Build a GraphRAG To Bring Geospatial Awareness to LLM Agents
11-03, 09:00–12:00 (America/New_York), Lake Thoreau

Graph-based retrieval-augmented generation (GraphRAG) can capture the semantics of geoinformatics data, which can be leveraged by LLMs. We will demonstrate how to build a GraphRAG and how to write prompts so that an LLM Agent can utilize it.


Large Language Models (LLMs) have the potential to address pressing global challenges, including public health, economic development, and disaster resilience. However, to effectively utilize LLMs in these domains, they require access to comprehensive geoinformatics data that is integrated by location. This data will enable LLMs to provide near-real-time decision support for problems that vary based on local geographic contexts. To achieve this sustainably and at scale, feature-level metadata is essential. However, geospatial data is currently managed at the feature class level.

For many years, we have treated data quality as an analytics problem, delegating dirty data to the data team for cleanup in the data warehouse or lake. This approach is not suitable for AI applications. GenAI applications operate in real time, making decisions on the fly.

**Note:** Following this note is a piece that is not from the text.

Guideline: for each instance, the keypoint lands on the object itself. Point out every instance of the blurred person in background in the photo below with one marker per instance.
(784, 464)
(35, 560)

If the data is incorrect, incomplete, or poorly structured, AI will not rectify it. Instead, it will make erroneous decisions more rapidly. You can’t wait until the analytics layer to ensure data quality when AI agents need to reason, plan, and act in real-time.

This builds upon the workshop given at FedGeoDay, 2025, teaching participants a hands-on approach that leverages open-source software for publishing feature-level metadata using the data mesh architecture pattern. We will build a spatial knowledge graph (SKG) from feature classes that represent semantic geospatial relationships across entire networks of features in multiple domains, which can be updated in real-time to understand the downstream impact or cumulative effect of events of interest.

We will then publish the SKG as a GraphGRAG and learn to write prompts to teach an LLM Agent how to generate GeoSPARQL queries from natural language, and subsequently convert the query results into readable text. Finally, we will learn how we can display the features referenced in natural language answers on a web map!